In triangle $ABC$, $\angle A = 20º$ and $AM = CN = CB$. Find angle $MBN$. Recently, I stumbled across this question which had some interesting geometry questions from a primary school competition. Here is one of the questions:

In the diagram below, $ABC$ is an isosceles triangle, where $\angle A = 20^{\circ}$. Let $M$ and $N$ be two points on $AC$ such that $AM = CN = CB$. What is the measure, in degrees, of $\angle MBN$?
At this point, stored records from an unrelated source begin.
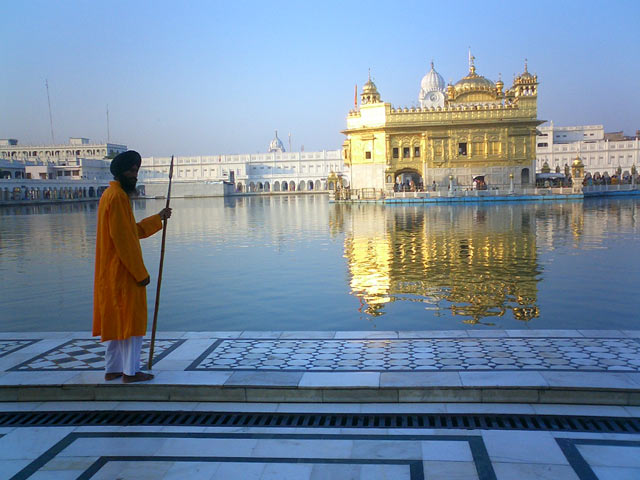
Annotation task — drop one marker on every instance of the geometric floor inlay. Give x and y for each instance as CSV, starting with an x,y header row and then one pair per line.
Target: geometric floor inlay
x,y
10,346
88,354
224,456
465,354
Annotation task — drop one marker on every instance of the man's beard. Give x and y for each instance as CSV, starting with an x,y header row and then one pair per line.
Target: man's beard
x,y
128,185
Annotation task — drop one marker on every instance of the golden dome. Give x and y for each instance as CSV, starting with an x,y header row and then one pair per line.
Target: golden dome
x,y
473,81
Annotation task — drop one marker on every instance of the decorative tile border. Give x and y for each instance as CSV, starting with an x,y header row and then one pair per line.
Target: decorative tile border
x,y
476,445
569,447
87,354
424,354
9,346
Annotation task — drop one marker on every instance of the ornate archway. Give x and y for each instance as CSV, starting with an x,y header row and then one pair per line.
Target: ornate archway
x,y
408,179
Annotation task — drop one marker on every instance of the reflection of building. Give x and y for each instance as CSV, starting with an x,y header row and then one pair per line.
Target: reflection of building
x,y
466,260
470,133
600,152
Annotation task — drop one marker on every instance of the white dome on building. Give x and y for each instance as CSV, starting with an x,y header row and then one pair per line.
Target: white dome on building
x,y
432,89
276,145
433,82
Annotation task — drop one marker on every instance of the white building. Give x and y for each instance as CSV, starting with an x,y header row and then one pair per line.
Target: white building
x,y
77,147
276,171
599,151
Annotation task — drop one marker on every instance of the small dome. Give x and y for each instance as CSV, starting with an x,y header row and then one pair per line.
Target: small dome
x,y
369,87
473,81
433,82
276,145
369,93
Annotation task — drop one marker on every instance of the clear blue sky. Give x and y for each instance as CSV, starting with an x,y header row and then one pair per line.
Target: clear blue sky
x,y
205,77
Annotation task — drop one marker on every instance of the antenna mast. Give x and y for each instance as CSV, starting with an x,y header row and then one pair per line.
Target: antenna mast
x,y
46,83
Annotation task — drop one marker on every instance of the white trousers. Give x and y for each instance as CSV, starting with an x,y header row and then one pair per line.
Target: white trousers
x,y
123,356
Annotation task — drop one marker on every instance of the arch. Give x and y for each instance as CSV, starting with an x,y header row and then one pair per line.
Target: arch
x,y
408,179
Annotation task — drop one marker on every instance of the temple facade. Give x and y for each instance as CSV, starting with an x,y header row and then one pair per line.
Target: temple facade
x,y
471,134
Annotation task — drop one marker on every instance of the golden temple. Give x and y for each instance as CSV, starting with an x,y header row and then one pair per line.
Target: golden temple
x,y
469,134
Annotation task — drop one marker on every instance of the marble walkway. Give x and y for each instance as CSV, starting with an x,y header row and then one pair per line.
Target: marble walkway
x,y
532,366
524,372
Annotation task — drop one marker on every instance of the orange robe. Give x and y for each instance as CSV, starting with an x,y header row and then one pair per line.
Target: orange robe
x,y
119,304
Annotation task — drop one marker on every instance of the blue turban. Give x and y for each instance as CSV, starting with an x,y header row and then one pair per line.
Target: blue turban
x,y
124,161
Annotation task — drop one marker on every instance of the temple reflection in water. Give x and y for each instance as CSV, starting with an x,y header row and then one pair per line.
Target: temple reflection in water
x,y
475,261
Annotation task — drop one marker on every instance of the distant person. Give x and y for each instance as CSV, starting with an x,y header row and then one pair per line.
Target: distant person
x,y
119,294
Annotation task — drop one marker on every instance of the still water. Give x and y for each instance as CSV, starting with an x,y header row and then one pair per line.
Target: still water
x,y
300,263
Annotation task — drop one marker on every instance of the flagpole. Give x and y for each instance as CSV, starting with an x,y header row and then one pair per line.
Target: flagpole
x,y
164,236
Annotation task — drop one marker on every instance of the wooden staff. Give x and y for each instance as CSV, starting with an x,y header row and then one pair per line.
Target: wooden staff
x,y
164,236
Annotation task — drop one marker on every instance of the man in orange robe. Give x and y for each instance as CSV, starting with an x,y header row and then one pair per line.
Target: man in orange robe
x,y
120,296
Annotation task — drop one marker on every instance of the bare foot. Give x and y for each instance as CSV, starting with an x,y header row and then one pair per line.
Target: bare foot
x,y
138,377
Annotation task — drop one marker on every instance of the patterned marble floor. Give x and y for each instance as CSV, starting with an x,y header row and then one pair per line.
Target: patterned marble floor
x,y
85,354
585,354
302,453
468,354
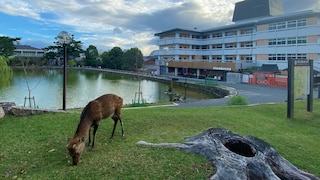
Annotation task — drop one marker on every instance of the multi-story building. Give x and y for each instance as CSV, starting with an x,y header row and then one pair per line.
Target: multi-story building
x,y
25,51
264,36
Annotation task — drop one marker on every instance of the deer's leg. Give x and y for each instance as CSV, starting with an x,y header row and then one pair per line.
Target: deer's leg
x,y
115,119
121,126
95,128
89,142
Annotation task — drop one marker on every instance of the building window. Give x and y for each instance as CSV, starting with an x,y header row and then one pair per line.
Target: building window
x,y
247,58
292,24
195,47
217,58
229,58
230,33
272,26
217,46
302,23
230,45
292,40
272,57
281,25
302,40
246,44
281,41
281,57
272,42
217,35
246,31
302,56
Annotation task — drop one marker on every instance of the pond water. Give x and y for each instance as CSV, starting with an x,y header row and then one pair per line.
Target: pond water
x,y
46,86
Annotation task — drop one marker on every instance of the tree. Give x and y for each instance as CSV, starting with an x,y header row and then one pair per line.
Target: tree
x,y
5,71
104,58
55,52
6,45
92,56
132,59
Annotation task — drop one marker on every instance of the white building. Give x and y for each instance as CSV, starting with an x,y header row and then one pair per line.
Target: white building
x,y
263,36
25,51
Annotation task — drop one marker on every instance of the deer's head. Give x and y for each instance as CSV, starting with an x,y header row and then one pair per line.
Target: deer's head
x,y
76,147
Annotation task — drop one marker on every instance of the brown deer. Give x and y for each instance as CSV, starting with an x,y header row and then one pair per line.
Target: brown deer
x,y
101,108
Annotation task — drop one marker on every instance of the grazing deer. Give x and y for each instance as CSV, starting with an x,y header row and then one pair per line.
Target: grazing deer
x,y
101,108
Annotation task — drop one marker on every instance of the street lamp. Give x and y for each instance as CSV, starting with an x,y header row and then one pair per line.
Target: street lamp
x,y
64,38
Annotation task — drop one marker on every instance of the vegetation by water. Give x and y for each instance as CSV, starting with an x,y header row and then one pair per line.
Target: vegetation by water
x,y
34,147
5,72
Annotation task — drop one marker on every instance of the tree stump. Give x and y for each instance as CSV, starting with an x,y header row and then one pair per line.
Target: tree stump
x,y
239,157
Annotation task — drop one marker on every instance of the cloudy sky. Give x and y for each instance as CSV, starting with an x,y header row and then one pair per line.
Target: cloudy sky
x,y
110,23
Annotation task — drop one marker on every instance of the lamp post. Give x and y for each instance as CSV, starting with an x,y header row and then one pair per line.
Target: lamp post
x,y
64,38
185,71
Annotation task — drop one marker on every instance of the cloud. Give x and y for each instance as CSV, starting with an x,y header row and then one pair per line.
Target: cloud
x,y
127,23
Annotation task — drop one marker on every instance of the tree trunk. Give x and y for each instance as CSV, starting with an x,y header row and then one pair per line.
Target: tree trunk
x,y
239,157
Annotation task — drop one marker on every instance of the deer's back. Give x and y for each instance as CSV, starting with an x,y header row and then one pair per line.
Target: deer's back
x,y
102,107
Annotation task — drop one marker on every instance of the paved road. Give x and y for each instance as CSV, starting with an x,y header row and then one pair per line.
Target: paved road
x,y
255,94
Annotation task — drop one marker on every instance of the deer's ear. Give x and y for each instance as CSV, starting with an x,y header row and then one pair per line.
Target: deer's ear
x,y
81,139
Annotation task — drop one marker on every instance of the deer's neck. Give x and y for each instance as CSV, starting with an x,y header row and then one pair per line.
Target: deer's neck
x,y
83,128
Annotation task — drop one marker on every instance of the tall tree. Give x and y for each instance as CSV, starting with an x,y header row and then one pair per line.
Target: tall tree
x,y
7,46
92,56
74,49
5,72
104,58
132,59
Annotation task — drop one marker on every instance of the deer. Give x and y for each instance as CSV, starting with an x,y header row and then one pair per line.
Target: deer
x,y
103,107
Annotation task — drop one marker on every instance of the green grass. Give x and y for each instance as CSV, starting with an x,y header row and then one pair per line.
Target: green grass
x,y
35,146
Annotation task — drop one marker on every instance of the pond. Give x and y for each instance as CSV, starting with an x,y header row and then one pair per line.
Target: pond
x,y
46,87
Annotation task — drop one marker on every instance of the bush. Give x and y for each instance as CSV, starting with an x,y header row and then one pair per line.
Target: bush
x,y
237,100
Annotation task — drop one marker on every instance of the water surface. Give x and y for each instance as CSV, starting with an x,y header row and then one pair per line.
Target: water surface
x,y
46,86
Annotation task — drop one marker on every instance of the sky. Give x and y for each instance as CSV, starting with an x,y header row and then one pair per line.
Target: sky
x,y
116,23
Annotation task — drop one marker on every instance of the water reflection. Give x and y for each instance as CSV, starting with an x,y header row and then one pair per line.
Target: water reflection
x,y
83,86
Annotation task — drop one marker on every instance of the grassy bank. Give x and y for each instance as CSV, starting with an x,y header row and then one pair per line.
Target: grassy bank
x,y
35,146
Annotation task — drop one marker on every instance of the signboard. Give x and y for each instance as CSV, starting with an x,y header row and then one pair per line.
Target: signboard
x,y
300,83
185,70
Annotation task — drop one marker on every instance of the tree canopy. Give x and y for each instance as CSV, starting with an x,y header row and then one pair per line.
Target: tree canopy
x,y
7,46
5,71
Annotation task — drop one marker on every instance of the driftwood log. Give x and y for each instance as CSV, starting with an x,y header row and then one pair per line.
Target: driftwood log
x,y
239,157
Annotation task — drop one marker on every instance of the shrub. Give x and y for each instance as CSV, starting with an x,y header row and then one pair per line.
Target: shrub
x,y
237,100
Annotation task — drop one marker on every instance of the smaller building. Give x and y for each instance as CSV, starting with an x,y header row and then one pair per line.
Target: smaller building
x,y
26,51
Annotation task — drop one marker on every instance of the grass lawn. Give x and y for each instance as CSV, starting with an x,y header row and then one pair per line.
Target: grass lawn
x,y
35,146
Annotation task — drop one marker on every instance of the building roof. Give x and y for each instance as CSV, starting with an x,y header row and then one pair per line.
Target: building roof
x,y
25,47
249,9
249,22
271,68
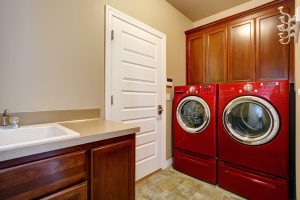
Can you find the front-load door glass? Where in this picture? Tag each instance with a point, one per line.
(251, 120)
(193, 114)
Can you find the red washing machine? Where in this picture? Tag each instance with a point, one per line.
(253, 139)
(194, 131)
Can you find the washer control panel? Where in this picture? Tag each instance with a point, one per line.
(192, 89)
(248, 87)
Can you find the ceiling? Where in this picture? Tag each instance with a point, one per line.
(199, 9)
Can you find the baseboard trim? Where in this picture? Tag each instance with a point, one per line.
(168, 163)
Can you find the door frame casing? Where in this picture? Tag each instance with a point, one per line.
(109, 14)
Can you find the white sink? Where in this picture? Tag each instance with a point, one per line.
(34, 135)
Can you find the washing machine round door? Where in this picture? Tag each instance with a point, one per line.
(251, 120)
(193, 114)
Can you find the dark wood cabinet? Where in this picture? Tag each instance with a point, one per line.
(216, 56)
(241, 51)
(98, 170)
(272, 58)
(77, 192)
(243, 47)
(113, 171)
(195, 58)
(32, 180)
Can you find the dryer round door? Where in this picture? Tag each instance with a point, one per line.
(251, 120)
(193, 114)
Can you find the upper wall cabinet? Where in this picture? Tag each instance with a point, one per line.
(241, 51)
(195, 58)
(272, 58)
(244, 47)
(216, 56)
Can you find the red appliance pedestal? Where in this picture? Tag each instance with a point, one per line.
(196, 166)
(251, 185)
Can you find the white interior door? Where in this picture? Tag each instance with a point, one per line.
(136, 88)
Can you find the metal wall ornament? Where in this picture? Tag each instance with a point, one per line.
(290, 26)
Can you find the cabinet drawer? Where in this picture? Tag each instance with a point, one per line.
(77, 192)
(34, 179)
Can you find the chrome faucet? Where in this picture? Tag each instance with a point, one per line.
(9, 122)
(5, 118)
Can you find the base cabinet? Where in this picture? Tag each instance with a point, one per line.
(77, 192)
(112, 175)
(99, 170)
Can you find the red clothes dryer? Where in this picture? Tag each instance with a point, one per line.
(253, 138)
(194, 131)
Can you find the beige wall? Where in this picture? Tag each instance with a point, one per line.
(232, 11)
(297, 85)
(52, 51)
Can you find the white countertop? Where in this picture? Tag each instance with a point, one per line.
(91, 130)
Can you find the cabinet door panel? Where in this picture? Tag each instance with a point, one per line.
(241, 56)
(216, 56)
(35, 179)
(195, 59)
(113, 171)
(78, 192)
(271, 56)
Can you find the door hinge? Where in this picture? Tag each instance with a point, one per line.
(112, 35)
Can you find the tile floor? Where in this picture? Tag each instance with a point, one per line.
(170, 184)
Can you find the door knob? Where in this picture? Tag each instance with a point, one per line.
(159, 109)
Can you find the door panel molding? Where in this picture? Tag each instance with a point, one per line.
(109, 35)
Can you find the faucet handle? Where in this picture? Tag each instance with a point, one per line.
(5, 113)
(15, 121)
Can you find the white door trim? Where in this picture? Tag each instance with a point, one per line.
(110, 12)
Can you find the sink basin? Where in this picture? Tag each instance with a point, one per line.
(34, 135)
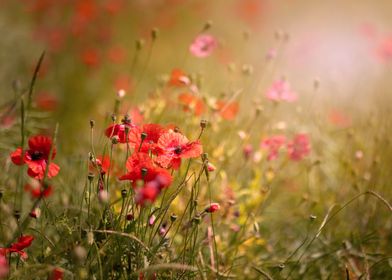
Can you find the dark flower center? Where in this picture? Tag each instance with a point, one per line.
(178, 150)
(36, 155)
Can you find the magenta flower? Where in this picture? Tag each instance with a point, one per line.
(280, 91)
(203, 45)
(299, 147)
(273, 145)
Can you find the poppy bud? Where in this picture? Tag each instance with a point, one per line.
(121, 93)
(115, 139)
(103, 196)
(207, 25)
(114, 118)
(90, 176)
(154, 33)
(173, 217)
(197, 219)
(36, 213)
(212, 208)
(203, 124)
(210, 167)
(151, 220)
(17, 214)
(139, 44)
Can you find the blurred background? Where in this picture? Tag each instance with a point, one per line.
(344, 48)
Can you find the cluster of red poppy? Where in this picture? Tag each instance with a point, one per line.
(17, 247)
(155, 150)
(37, 159)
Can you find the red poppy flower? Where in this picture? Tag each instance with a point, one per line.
(4, 268)
(57, 274)
(119, 131)
(23, 242)
(174, 147)
(102, 163)
(141, 167)
(36, 157)
(192, 103)
(148, 193)
(227, 110)
(153, 132)
(178, 78)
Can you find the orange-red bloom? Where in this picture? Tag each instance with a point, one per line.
(36, 157)
(17, 247)
(174, 147)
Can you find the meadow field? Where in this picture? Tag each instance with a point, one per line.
(195, 139)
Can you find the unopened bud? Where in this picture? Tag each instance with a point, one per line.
(154, 33)
(197, 219)
(113, 117)
(115, 139)
(90, 176)
(139, 44)
(213, 207)
(173, 217)
(203, 124)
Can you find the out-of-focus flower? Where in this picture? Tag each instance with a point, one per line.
(339, 119)
(37, 190)
(36, 157)
(57, 274)
(90, 58)
(191, 103)
(299, 147)
(247, 150)
(203, 45)
(120, 130)
(178, 78)
(384, 49)
(280, 91)
(213, 207)
(273, 144)
(47, 102)
(211, 167)
(174, 147)
(227, 110)
(102, 163)
(4, 269)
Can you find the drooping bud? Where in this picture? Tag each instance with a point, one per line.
(203, 124)
(173, 217)
(213, 207)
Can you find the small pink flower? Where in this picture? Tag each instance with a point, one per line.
(151, 220)
(213, 207)
(280, 91)
(3, 266)
(203, 45)
(211, 167)
(299, 147)
(273, 145)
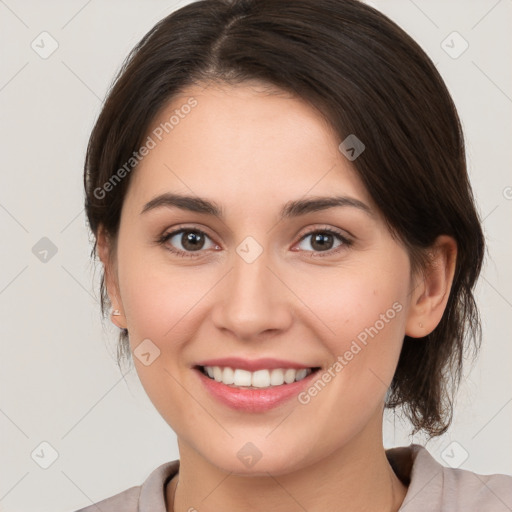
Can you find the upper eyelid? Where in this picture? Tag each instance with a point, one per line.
(308, 232)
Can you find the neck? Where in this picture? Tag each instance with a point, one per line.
(354, 478)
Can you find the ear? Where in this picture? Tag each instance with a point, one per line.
(104, 247)
(431, 290)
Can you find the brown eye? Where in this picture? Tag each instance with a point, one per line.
(324, 240)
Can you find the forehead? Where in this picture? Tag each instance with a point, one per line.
(244, 141)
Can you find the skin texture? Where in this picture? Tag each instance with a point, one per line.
(252, 151)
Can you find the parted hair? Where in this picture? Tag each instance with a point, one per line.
(367, 77)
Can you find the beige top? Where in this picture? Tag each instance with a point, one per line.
(431, 487)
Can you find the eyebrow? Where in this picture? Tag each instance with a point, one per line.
(289, 210)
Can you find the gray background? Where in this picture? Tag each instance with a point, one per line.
(59, 381)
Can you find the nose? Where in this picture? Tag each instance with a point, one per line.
(253, 301)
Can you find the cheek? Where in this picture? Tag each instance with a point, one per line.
(364, 316)
(160, 299)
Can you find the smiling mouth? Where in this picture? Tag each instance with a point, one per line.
(265, 378)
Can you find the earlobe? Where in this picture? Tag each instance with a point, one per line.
(432, 289)
(117, 316)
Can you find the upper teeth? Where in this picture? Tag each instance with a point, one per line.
(257, 379)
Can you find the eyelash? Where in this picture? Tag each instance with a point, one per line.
(195, 254)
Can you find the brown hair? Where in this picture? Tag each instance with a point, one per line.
(368, 78)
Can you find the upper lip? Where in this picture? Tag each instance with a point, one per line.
(252, 365)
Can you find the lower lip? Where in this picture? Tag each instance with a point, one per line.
(254, 400)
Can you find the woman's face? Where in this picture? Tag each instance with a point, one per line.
(326, 288)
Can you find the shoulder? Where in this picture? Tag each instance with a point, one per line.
(125, 501)
(147, 497)
(433, 486)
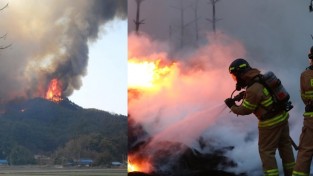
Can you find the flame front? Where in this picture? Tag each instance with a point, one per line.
(54, 92)
(136, 164)
(149, 75)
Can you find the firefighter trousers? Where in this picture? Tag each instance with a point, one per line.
(305, 152)
(270, 139)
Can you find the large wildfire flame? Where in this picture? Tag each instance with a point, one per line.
(54, 91)
(149, 75)
(135, 164)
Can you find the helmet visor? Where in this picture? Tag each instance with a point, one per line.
(234, 77)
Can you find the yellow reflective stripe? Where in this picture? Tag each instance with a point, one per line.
(248, 105)
(307, 94)
(271, 172)
(295, 173)
(274, 120)
(242, 65)
(308, 114)
(265, 91)
(267, 102)
(289, 165)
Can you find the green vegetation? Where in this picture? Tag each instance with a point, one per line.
(63, 133)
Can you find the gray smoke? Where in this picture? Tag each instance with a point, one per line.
(276, 36)
(50, 40)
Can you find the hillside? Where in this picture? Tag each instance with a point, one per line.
(60, 130)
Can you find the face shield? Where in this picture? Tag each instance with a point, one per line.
(234, 77)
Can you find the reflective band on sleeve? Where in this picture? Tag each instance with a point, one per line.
(242, 65)
(268, 102)
(275, 120)
(289, 166)
(265, 91)
(272, 172)
(308, 114)
(307, 94)
(295, 173)
(248, 105)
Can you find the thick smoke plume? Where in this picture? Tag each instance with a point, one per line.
(50, 40)
(273, 36)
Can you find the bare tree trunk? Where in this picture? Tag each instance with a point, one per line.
(214, 19)
(138, 22)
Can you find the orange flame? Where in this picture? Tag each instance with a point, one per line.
(149, 75)
(54, 92)
(136, 165)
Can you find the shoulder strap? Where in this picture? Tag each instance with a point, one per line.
(309, 68)
(257, 78)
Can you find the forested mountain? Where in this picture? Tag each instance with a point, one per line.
(64, 132)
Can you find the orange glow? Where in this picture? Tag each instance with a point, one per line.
(149, 74)
(54, 92)
(134, 165)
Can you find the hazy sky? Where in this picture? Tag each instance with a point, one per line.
(105, 85)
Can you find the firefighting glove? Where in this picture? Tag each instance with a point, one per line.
(229, 102)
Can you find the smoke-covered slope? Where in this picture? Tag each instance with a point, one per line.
(41, 126)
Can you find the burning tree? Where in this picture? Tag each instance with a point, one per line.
(54, 91)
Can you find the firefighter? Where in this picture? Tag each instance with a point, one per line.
(273, 126)
(305, 152)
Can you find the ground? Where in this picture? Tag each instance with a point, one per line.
(54, 171)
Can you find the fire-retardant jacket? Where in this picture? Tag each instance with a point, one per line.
(306, 87)
(258, 101)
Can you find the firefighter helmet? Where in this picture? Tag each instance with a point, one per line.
(310, 55)
(239, 66)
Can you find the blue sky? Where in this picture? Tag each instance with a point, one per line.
(105, 85)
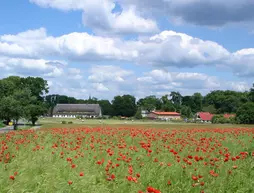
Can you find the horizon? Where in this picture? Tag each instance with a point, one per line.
(111, 47)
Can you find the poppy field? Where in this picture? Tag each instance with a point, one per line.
(127, 160)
After drawing this diagram on paper, I realised that simple angle chasing would not do. $CN = CB$ means that $\Delta CBN$ is isosceles of course, but I was having trouble connecting this to side $AM$. I also did not want to use trigonometry and yet I could not see a way to apply theorems such as similar triangles, circle theorems or power of a point. I then used GeoGebra and gradually worked my way up to this diagram (link):

I noticed a few curious things when I constructed this diagram. It turned out that $BC = BD$ as well, and in turn $BD = MD$ where $D$ is constructed such that $AM = MD$ and $D$ lies on $AB$. Then I realised in a flash of lighting that I could make use of $AM = CN = CB$ and reflect the triangle where the base $AB$ is constant. Yet more odd things popped up: the circle passing through $B', C'$ and centred at $A$ also passed through $M$; $ND$ was parallel to $CB$.
Using all of these insights, I am very close to a solution but not there yet.
 A: 
We draw an equilateral triangle with side $AB$ as shown. Then $\triangle PAC$ is isosceles with $\angle PAC = 40^\circ$. That leads to $\angle BPC = 10^\circ$. Also, $\angle PBC = 20^\circ$
Now $\triangle PBC \cong \triangle BAM$ (by S-A-S)
So it follows that $\angle ABM = 10^\circ$.
$\therefore \angle MBN = 80^\circ - 50^\circ - 10^\circ = 20^\circ$
A: Using angle chasing, $\angle ACB = \angle ABC = \frac{180º-20º}{2} = 80º$. Since $\Delta NCB$ is isosceles, $\angle BNC = \angle NBC = 50º$.
Now we have to make use of the information $AM = CN = CB$, focusing in on $AM$ in particular. Thus, let us reflect triangle $ABC$ horizontally around the middle, so that base $AB$ stays in the same position. Thus $CN = CB = AC' = AM$. Since $\angle B' = 80º$ by symmetry, $\angle CAM = 80º - 20º = 60º$. Since $\Delta CAM$ is also iscoceles, this triangle must be equilateral! Therefore $\angle AC'M = \angle AMC' = 60º$ as well.
Again by symmetry, we have that $AE = EB$. Thus $\angle EBA = 20º$ also and $\angle AEB = 140º$. Now if we construct $D$ such that $AM = MD$ and $D$ lies on $AB$, then $\angle MDA = 20º$ as well. Thus by AA similarity, $\Delta AMD \sim \Delta AEB$.